L’enfant de chœur une fois retourné sur l’autel, le père Ansois reprit son travail de distribution du corps du Christ. Mais il n’était plus dans son assiette. Il dut se reprendre à trois fois avant d’arriver à faire atterrir un rond d’hostie dans la bouche du petit vieux qu’il avait fait attendre. Il se mit à suer à grosses gouttes tandis que ses mains tremblaient. Beaucoup de fidèles dans l’église, particulièrement les notables, bien enfoncés dans leur fauteuil de luxe aux premiers rangs, semblaient avoir déjà noté que quelque chose ne tournait pas rond. Ils se regardaient et se chuchotaient on ne savait quoi. Ce n’était pas tous les jours qu’on voyait un enfant de chœur prendre la liberté d’interrompre un prêtre en pleine célébration d’une messe. C’était donc un petit événement.

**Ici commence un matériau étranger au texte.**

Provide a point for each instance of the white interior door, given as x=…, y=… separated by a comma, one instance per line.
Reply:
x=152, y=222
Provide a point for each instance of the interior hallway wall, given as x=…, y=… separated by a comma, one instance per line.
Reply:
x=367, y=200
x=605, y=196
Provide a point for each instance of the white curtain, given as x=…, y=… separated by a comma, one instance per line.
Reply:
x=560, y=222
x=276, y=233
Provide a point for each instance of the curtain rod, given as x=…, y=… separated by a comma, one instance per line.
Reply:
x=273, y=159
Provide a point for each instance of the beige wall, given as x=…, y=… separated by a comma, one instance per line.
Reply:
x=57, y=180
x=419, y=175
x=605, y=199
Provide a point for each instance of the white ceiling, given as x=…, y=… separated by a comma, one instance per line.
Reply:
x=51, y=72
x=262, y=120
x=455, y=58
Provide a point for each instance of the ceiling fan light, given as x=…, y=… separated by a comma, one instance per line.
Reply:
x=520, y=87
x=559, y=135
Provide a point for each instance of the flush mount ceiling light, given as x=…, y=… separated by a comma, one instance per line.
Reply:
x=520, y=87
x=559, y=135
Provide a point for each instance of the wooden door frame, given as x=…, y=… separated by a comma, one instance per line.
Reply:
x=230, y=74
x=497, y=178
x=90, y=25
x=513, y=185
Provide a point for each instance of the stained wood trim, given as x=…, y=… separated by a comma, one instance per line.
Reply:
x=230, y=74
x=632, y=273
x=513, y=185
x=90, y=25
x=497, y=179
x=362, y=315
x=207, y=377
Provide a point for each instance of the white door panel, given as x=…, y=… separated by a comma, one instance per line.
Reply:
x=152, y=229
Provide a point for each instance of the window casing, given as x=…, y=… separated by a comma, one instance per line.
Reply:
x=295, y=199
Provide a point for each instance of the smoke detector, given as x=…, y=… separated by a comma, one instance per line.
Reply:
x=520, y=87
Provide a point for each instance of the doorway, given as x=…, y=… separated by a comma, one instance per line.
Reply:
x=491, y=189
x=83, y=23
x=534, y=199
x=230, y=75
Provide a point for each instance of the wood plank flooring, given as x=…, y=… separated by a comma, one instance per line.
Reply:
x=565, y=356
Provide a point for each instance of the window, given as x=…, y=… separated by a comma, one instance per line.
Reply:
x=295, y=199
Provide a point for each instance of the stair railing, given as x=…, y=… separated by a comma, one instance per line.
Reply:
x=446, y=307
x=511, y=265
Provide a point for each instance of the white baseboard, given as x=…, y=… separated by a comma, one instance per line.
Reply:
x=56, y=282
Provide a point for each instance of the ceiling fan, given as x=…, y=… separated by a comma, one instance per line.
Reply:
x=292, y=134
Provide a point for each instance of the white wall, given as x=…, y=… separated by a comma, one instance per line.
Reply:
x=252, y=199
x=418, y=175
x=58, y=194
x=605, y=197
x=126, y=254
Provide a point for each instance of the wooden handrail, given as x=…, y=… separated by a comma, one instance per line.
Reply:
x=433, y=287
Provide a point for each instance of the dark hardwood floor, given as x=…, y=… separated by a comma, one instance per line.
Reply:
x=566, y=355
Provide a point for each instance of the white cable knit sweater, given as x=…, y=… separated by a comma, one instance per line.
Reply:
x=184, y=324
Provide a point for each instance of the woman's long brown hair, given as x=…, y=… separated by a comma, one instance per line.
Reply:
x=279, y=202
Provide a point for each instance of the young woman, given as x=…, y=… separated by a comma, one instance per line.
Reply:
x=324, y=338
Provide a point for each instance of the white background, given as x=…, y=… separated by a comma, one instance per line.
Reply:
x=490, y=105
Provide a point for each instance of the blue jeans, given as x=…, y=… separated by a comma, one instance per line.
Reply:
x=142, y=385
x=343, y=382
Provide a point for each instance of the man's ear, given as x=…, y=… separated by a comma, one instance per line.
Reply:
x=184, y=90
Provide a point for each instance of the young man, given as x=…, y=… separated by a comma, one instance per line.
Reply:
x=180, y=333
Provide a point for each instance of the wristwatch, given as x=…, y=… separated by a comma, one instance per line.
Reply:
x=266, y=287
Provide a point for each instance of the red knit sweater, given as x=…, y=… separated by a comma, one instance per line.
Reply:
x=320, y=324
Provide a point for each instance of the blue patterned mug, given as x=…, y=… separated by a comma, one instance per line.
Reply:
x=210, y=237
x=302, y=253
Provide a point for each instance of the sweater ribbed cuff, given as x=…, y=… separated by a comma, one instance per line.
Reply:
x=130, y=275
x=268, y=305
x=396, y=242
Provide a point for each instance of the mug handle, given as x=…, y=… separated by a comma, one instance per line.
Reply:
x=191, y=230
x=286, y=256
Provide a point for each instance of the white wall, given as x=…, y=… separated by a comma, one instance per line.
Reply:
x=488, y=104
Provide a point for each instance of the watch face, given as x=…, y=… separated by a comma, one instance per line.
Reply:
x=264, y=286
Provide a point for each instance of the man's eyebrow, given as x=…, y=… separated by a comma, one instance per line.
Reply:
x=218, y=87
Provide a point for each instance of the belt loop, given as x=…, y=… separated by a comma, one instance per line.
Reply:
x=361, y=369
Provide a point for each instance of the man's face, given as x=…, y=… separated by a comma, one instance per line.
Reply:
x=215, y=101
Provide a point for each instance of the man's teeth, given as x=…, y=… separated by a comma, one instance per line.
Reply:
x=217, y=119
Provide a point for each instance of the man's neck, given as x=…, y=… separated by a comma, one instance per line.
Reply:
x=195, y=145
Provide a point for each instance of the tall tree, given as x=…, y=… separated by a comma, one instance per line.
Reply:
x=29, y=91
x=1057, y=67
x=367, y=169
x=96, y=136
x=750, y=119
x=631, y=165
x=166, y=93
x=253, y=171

Soudain on entendit des bruits venir de la sacristie. On aurait dit des voix… des voix de femmes… Cela se précisait. Une prise de gueule. De gros mots, charogne, charognard, salope, bouzen, malandrin.

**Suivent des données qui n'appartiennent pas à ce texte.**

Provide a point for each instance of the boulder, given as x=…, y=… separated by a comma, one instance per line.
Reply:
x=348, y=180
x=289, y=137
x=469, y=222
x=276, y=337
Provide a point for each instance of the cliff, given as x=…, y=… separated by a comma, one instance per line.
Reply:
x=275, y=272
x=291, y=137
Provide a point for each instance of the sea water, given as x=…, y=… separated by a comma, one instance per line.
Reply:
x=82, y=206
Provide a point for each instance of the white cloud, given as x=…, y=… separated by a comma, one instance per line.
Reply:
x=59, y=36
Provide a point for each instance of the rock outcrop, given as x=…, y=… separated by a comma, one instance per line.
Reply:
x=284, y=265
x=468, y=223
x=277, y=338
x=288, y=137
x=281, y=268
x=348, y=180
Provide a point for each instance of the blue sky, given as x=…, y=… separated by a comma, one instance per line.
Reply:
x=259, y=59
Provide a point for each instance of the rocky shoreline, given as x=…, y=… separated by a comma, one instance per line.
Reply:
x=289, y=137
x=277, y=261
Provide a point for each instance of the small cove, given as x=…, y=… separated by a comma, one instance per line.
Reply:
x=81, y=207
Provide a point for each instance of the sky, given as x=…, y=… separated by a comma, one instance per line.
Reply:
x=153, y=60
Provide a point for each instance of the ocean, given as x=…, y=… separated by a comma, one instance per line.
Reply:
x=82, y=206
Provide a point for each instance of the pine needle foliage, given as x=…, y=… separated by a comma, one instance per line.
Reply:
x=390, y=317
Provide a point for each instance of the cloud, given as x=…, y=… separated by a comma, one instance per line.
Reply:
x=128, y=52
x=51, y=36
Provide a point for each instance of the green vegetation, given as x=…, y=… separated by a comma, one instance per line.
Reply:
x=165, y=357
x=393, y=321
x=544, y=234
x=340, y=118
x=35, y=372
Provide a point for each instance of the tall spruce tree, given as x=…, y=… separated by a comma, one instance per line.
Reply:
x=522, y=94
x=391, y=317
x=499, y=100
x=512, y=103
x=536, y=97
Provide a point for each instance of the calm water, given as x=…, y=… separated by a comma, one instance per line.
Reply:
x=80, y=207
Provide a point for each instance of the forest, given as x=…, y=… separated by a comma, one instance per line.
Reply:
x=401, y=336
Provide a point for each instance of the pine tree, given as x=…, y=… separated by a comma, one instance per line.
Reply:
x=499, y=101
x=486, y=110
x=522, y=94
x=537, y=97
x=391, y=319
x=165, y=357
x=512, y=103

Manman bouzen, regarde bien si je te ressemble ?

– Je ne saurais ressembler à une salope comme toi, espèce de charogne.

Cade figi ou byen, ti soufri. (Regarde bien ton visage, souffre-douleur.)

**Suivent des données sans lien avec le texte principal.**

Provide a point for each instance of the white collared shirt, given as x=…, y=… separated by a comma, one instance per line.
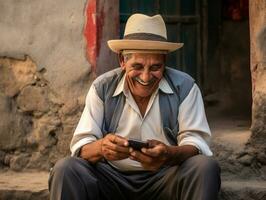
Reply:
x=193, y=126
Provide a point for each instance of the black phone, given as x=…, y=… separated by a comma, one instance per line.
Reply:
x=137, y=144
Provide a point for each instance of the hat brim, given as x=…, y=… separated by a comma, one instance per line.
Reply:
x=119, y=45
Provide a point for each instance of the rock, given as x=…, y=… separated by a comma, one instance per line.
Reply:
x=246, y=160
x=18, y=162
x=33, y=99
x=16, y=74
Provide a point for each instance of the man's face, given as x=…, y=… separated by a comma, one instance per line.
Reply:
x=143, y=73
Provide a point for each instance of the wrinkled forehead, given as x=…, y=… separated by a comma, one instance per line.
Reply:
x=140, y=56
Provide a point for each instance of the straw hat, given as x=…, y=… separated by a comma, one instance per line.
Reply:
x=143, y=32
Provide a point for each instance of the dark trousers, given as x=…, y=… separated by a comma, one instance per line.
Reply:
x=198, y=178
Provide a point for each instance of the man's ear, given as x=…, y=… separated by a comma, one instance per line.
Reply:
x=121, y=61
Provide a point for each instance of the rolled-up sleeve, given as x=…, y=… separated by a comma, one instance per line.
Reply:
x=193, y=126
x=89, y=126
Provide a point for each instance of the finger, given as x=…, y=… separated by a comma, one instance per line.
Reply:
x=115, y=147
x=155, y=152
x=153, y=143
x=113, y=155
x=138, y=156
x=116, y=139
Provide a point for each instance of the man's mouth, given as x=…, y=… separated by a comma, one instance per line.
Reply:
x=143, y=82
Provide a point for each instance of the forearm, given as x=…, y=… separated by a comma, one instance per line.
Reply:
x=92, y=151
x=178, y=154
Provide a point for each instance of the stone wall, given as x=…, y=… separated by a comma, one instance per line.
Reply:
x=44, y=77
x=36, y=124
x=258, y=69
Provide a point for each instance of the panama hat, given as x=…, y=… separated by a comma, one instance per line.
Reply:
x=144, y=32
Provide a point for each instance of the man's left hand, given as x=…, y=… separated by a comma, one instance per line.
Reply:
x=151, y=158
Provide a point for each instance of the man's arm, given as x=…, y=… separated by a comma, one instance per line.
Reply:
x=88, y=138
x=192, y=139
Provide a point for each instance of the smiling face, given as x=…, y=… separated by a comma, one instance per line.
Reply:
x=143, y=72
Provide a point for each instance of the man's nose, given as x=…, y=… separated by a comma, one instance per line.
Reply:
x=146, y=76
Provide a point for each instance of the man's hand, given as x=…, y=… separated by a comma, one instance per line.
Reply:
x=151, y=158
x=159, y=154
x=111, y=147
x=114, y=147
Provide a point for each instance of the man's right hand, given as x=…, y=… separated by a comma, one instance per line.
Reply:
x=114, y=147
x=111, y=147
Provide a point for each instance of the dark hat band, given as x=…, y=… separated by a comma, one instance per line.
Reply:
x=144, y=36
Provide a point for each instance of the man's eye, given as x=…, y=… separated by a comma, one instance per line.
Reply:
x=155, y=67
x=137, y=67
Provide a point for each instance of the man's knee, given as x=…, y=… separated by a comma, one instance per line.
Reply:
x=201, y=165
x=66, y=164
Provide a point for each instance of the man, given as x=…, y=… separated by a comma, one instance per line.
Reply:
x=144, y=100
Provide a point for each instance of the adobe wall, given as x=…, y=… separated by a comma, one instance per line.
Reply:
x=258, y=71
x=44, y=77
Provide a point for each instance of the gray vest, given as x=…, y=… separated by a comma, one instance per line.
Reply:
x=179, y=82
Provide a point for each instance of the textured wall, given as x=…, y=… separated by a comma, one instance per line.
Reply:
x=51, y=33
x=44, y=77
x=258, y=69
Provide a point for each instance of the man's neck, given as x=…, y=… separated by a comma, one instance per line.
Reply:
x=142, y=103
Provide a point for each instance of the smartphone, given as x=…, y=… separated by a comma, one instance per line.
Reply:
x=137, y=144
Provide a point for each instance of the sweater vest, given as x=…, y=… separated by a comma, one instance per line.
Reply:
x=180, y=82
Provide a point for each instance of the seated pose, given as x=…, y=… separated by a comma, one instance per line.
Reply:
x=142, y=100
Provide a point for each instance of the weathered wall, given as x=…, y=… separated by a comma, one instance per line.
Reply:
x=44, y=77
x=51, y=33
x=36, y=124
x=258, y=69
x=228, y=77
x=235, y=79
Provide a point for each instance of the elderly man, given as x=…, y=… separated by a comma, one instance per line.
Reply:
x=147, y=101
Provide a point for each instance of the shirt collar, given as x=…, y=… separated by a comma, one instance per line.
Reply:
x=121, y=87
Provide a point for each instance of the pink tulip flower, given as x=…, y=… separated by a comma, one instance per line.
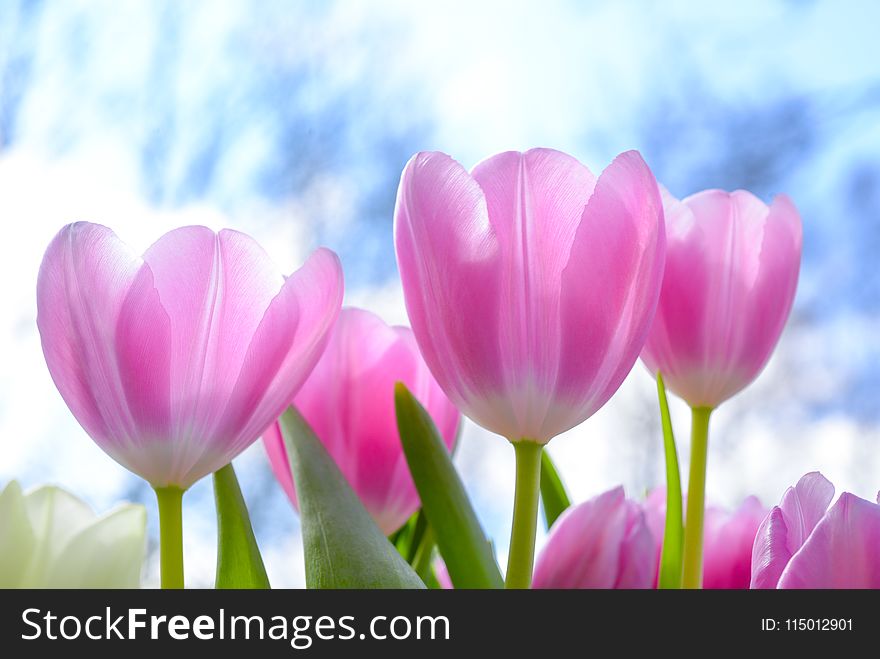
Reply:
x=731, y=271
x=602, y=543
x=348, y=400
x=530, y=283
x=175, y=362
x=727, y=539
x=803, y=543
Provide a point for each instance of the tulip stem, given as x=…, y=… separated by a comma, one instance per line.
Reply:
x=692, y=576
x=171, y=535
x=525, y=514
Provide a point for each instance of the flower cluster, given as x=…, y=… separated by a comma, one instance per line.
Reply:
x=532, y=287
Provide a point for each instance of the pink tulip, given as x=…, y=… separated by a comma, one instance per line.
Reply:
x=175, y=362
x=803, y=543
x=441, y=572
x=602, y=543
x=348, y=400
x=530, y=283
x=727, y=539
x=731, y=272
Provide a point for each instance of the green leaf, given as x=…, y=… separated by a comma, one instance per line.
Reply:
x=343, y=546
x=553, y=494
x=462, y=543
x=239, y=564
x=671, y=555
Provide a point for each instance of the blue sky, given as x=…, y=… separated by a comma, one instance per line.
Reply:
x=292, y=121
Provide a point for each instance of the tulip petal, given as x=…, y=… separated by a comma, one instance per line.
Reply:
x=17, y=541
x=770, y=297
x=284, y=348
x=609, y=287
x=82, y=284
x=731, y=273
x=278, y=460
x=841, y=552
x=215, y=289
x=784, y=531
x=803, y=506
x=143, y=350
x=728, y=543
x=535, y=202
x=637, y=567
x=770, y=552
x=106, y=554
x=450, y=262
x=595, y=545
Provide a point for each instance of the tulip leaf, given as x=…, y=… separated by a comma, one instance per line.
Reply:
x=239, y=564
x=466, y=551
x=672, y=552
x=553, y=495
x=343, y=546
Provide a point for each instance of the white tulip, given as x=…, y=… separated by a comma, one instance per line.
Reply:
x=51, y=539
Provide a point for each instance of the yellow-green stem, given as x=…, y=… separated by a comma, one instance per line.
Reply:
x=692, y=574
x=170, y=536
x=525, y=514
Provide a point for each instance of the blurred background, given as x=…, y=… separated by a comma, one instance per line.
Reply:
x=292, y=121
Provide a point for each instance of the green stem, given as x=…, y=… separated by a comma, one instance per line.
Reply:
x=692, y=576
x=671, y=553
x=171, y=535
x=525, y=514
x=424, y=554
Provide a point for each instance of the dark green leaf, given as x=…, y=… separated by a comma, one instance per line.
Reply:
x=553, y=494
x=462, y=543
x=343, y=546
x=671, y=555
x=239, y=564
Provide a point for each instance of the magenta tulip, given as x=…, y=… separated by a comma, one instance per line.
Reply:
x=803, y=543
x=602, y=543
x=731, y=271
x=727, y=539
x=348, y=400
x=175, y=362
x=732, y=267
x=530, y=285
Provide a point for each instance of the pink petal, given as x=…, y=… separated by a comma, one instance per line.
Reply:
x=535, y=202
x=282, y=352
x=841, y=552
x=637, y=567
x=592, y=544
x=483, y=259
x=770, y=553
x=731, y=273
x=143, y=347
x=348, y=400
x=450, y=268
x=278, y=460
x=83, y=281
x=803, y=506
x=216, y=289
x=787, y=527
x=610, y=287
x=727, y=546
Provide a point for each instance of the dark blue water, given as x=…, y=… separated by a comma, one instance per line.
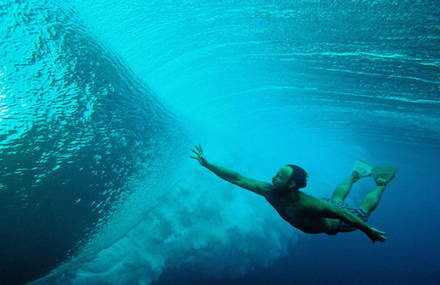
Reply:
x=101, y=101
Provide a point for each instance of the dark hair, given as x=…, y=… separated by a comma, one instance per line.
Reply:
x=299, y=175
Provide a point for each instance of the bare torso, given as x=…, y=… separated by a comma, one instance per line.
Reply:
x=295, y=210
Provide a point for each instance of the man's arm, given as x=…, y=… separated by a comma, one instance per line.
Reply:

Pa devan ou, vye bagay, vye moun. (Pas comparée à toi, salope.)

La chorale et l’église entière entonnaient l’un des chants eucharistiques les plus populaires, quand les voix commencèrent à arriver dans l’église.

Vini jwenn Jezi, vini jwenn Jezi
L’ap ba ou fòs nan konba lavi a.
Vini jwenn Jezi, vini jwenn Jezi
L’ap ba ou fòs pou ou gen laviktwa.

Les centaines de voix qui chantaient pour accompagner la distribution du corps du Christ s’étaient tues progressivement pour faire place à celles venant de la sacristie dont les échos remplissaient maintenant toute l’église. Les regards de presque tous les fidèles étaient dirigés sur le père Ansois, comme pour lui demander des explications sur ce qui était en train d’arriver dans la maison de Dieu.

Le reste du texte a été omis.